046.魔石
「私ならもう潜れそうだよ。」
トリミがそう言って指し示したのは武器庫へ続く扉の上に開いた穴だった。
穴掘り班が地道にスプーンで壁を削って開けた穴は、もう頭を突っ込める位には大きくなっていたが、まだ人が潜るには小さいように見える。だがトリミは自分なら潜れると言い出したのだ。トリミはクラス一小柄で、小学生に間違えられることもあるほどだ。その上トリミは運動能力が高く、扉の上の穴だろうが難無く登れてしまうだろう。それなら、ということで早速トリミに試して貰うことになった。
クラス全員が見守る中、トリミは扉の前に置かれた台に乗ると軽くジャンプして穴に手を掛けた。そこから懸垂の要領で体を持ち上げると、器用に片足を穴に掛けた。そこから上体を反動をつけて起こし、両足を穴の中に入れた。
「それじゃあ行ってくるね~。」
トリミは片手をひらひらと振ると、そのままスルリと中に入ってしまった。タンッという着地の音がする。
「うわっ、暗くて何も見えないよ。」
トリミの言葉を聞きランタンを持っていたスズシーが慌てて穴から中を照らした。
「剣とか槍とか一杯あるよ。」
「とりあえず剣を一本こっちにくれ!」
「はーい。行くよー。」
タクミのリクエストに答えて穴から一本の剣の柄がニョキッと出てきた。タクミが台に上りそれを受け取った。剣は鞘に収められており、鞘は抜け落ちない様に紐で結ばれていた。タクミが紐を解き、剣を抜いて上に掲げた。剣の刀身は金属の光沢がありランタンの明かりを跳ね返して光って見えた。

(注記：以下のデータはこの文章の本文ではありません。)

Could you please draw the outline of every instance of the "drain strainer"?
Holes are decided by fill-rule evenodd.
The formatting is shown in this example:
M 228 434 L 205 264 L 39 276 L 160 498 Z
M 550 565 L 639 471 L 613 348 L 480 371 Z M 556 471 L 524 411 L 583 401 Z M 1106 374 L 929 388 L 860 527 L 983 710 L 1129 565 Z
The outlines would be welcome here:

「よし、試し切りだ。スズシー、ちょっとこっちにきて切られろ!」
「いやいやいやいや、無理ですよ。死んじゃいますよ!」
「バーカ、冗談だ。」
タクミは剣を見たがっていたモリヤに渡した。モリヤは剣を持つと徐に素振りを始めた。
「トリミ、他には何か無いか?」
「えーとねぇ、これは盾かな。あとはブーツとかが棚に一杯並んでいるよ。他には大きな箱が何個もあるよ。」
「箱が開きそうなら中身を調べてくれ。」
「はーい。うん。開くね。うわー!凄い!宝石みたいなのがぎっしり詰まっているよ!」
「宝石!?それをこっちに寄越してくれ!」
トリミはタクミの指示に従い箱の中にあった石を1つ掴むと、穴に向かって投げた。石が穴を通過して飛んできたところをタクミがキャッチした。石は大きさが直径4cmほどで赤く滑らかな表面をしており、光沢があった。タクミはしばらく石を眺めた後にアローにそれを渡した。渡されたアローも暫く眺めた後に近くに来ていたシズカに渡した。受け取ったシズカはそれを見ると直ぐにアローの目を見て小さく頷いた。それはつまり、魔石ということだ。
その後は剣と箱に入っていた短剣を数本、それと魔石を20個ほど外に出してからトリミが武器庫から出てきた。中側には台が用意されていなかったのだが、トリミは短い助走でジャンプして穴に手を掛けるとそのままよじ登ってしまったのだ。みんなが口々にトリミを褒めて、今日はこのままお祝いにしようということになった。
転移後初と言える大きな成果にクラス全体が盛り上がっていた。久しぶりに明るい雰囲気の中で全員でお祝いのための料理などの準備に取り掛かった。仕切りはコイケだ。そしてそんな中、リーダー6人とシズカは相談することがあると言い残して衣裳部屋に入った。